Given that I was unable to find my application letter to the minor in writing program, I have chosen to use my go-to cover letter for job applications. While I could pretty much copy/paste the entire letter and use it as a boilerplate sample, these are some of the quotes that stood out to me the most:
“I apply for this position with great enthusiasm, which is founded by my passion for politics and public policy.”
I look at this quote and realize that it really doesn’t explain why I’m enthusiastic about applying for the position. Even though most of the positions I apply to are political/policy-related in nature, nothing specifically about this phrase explains to the application reader why their specific office/company/etc. excites me. I think I originally chose to include it (in my opening paragraph) simply because it sounds good.
“The most important thing this position has taught me, however, is leadership. This position has taught me to be creative in my campus-wide-strategy, but it has also taught me to trust and listen to others’ ideas, which I now believe to be one of the most important leadership qualities.”
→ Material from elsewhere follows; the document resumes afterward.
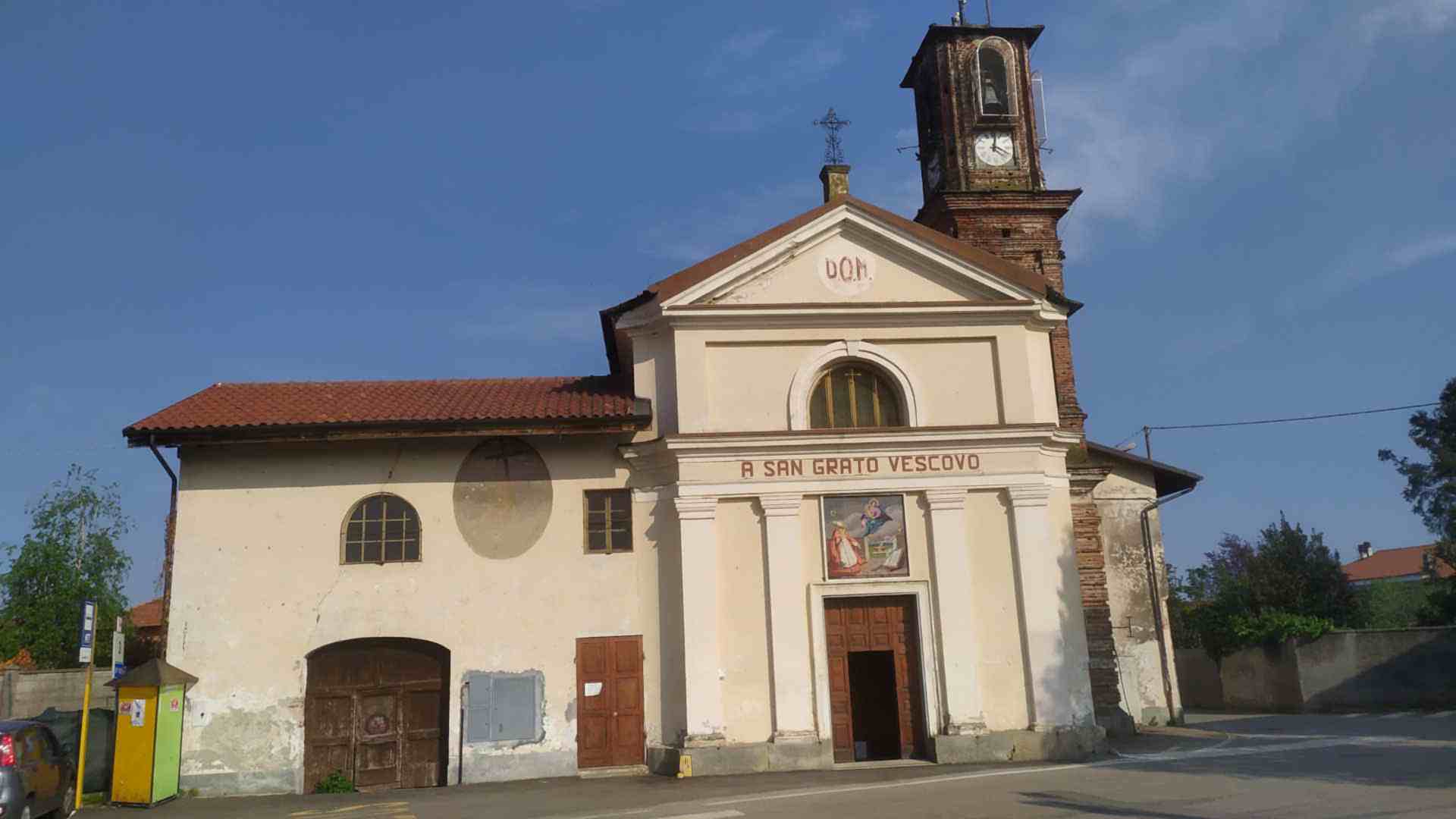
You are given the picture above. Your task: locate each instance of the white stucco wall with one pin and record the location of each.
(258, 585)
I added this quote because I wanted to emphasize my leadership skills. But reading back, I realize that most leaders are creative and good listeners. There’s nothing unique about those qualities and they, in all honesty, don’t relate to my experiences in the position I’m referring to.
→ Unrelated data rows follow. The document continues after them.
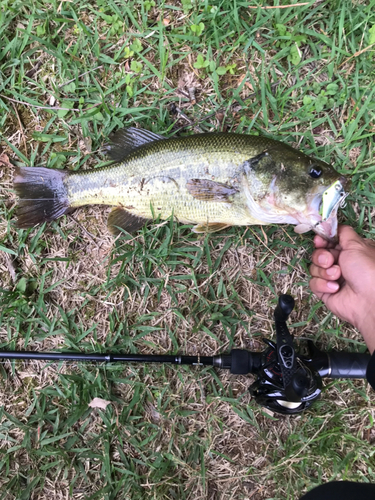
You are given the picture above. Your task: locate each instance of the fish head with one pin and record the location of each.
(304, 190)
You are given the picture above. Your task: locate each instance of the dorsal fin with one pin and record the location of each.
(126, 140)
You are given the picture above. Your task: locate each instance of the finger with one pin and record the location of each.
(331, 274)
(320, 286)
(320, 242)
(325, 258)
(346, 235)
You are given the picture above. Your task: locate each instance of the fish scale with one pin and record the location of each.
(212, 180)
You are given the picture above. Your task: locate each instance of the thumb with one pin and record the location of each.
(347, 235)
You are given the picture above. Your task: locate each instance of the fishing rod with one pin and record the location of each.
(287, 382)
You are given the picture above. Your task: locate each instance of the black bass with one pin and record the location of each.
(210, 180)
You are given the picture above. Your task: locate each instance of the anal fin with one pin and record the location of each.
(210, 227)
(121, 218)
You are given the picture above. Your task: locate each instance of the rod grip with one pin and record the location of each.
(348, 364)
(284, 307)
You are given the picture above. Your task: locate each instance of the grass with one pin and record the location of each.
(303, 75)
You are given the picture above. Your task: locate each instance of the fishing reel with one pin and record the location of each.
(286, 383)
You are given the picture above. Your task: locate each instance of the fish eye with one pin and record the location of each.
(315, 172)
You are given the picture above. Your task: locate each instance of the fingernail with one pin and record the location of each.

“I think I am a candidate with great communication skills, political experience, and strong motivation, which will bring unique experiences to the Congressman’s Office. I am truly thrilled about the prospect of joining your team.”
This quote, last but not least, is the epitome of boilerplate. Communication skills, experience, and motivation – what else am I supposed to mention in a cover letter? I included this because I felt it was the only acceptable way to conclude my letter. While that may be true, I certainly could update this phrase to make it less generic than it already is.